Introduction#

  • Create a stack for creating opensearch serverless collection
  • Transform text to embedding vectors
  • Load embedding vectors to the collection
  • Query the collection
  • Create a QA retrieval with historical chat

Stack#

We need to prepare access policy, network policy and encryption policy. First, let create access policy

[
{
"Description": "Rule 1",
"Rules": [
{
"ResourceType": "collection",
"Resource": ["collection/demo"],
"Permission": [
"aoss:CreateCollectionItems",
"aoss:DeleteCollectionItems",
"aoss:UpdateCollectionItems",
"aoss:DescribeCollectionItems"
]
},
{
"ResourceType": "index",
"Resource": ["index/demo/*"],
"Permission": [
"aoss:CreateIndex",
"aoss:DeleteIndex",
"aoss:UpdateIndex",
"aoss:DescribeIndex",
"aoss:ReadDocument",
"aoss:WriteDocument"
]
}
],
"Principal": ["arn:aws:sts::111222333444:assumed-role/TeamRole/MasterKey"]
}
]

Then create network policy

[
{
"Rules": [
{
"ResourceType": "collection",
"Resource": ["collection/demo*"]
},
{
"ResourceType": "dashboard",
"Resource": ["collection/demo*"]
}
],
"AllowFromPublic": true
}
]

Then, create encryption policy

{
"Rules": [
{
"ResourceType": "collection",
"Resource": ["collection/demo*"]
}
],
"AWSOwnedKey": true
}

Finally, create collection

import { Stack, StackProps, aws_opensearchserverless } from "aws-cdk-lib";
import { Construct } from "constructs";
import * as fs from "fs";
import * as path from "path";
const strAccessPolicy = JSON.stringify(
JSON.parse(
fs.readFileSync(
path.join(__dirname, "./../policy/access-policy.json"),
"utf-8"
)
)
);
const strNetworkPolicy = JSON.stringify(
JSON.parse(
fs.readFileSync(
path.join(__dirname, "./../policy/network-policy.json"),
"utf-8"
)
)
);
const strEncryptPolicy = JSON.stringify(
JSON.parse(
fs.readFileSync(
path.join(__dirname, "./../policy/encryption-policy.json"),
"utf-8"
)
)
);
interface AOSSProps extends StackProps {
arnPrincipal: string;
}
export class AOSSStack extends Stack {
constructor(scope: Construct, id: string, props: AOSSProps) {
super(scope, id, props);
const collection = new aws_opensearchserverless.CfnCollection(
this,
"demo",
{
name: "demo",
description: "vector search demo",
type: "VECTORSEARCH",
standbyReplicas: "DISABLED",
}
);
const accessPolicy = new aws_opensearchserverless.CfnAccessPolicy(
this,
"accessPolicyDemo",
{
name: "demo-access-policy",
type: "data",
description: "access policy demo",
policy: strAccessPolicy,
}
);
const networkPolicy = new aws_opensearchserverless.CfnSecurityPolicy(
this,
"networkPolicyDemo",
{
name: "network-policy-demo",
type: "network",
description: "network policy demo",
policy: strNetworkPolicy,
}
);
const encryptionPolicy = new aws_opensearchserverless.CfnSecurityPolicy(
this,
"encryptionPolicyDemo",
{
name: "encryption-policy-demo",
type: "encryption",
description: "encryption policy demo",
policy: strEncryptPolicy,
}
);
collection.addDependency(networkPolicy);
collection.addDependency(encryptionPolicy);
collection.addDependency(accessPolicy);
}
}

Vectors#

Let load sample data, split into chunks, and transform into embedding vectors. There are many options to choose an embedding model such as OpenAIEmbeddings or Bedrock.

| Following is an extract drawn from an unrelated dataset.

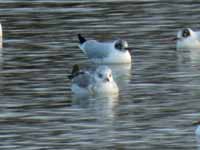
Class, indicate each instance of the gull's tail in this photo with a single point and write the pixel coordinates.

First let load OpenAI Token from env variable

# load sample data
loader = TextLoader("state_of_the_union.txt")
documents = loader.load()
# split into chunks
text_splitter = CharacterTextSplitter(chunk_size=1000, chunk_overlap=0)
docs = text_splitter.split_documents(documents)

Then load some sample data

from langchain_community.document_loaders import TextLoader
from langchain.text_splitter import CharacterTextSplitter
# load sample data
loader = TextLoader("state_of_the_union.txt")
documents = loader.load()
# split into chunks
text_splitter = CharacterTextSplitter(chunk_size=1000, chunk_overlap=0)
docs = text_splitter.split_documents(documents)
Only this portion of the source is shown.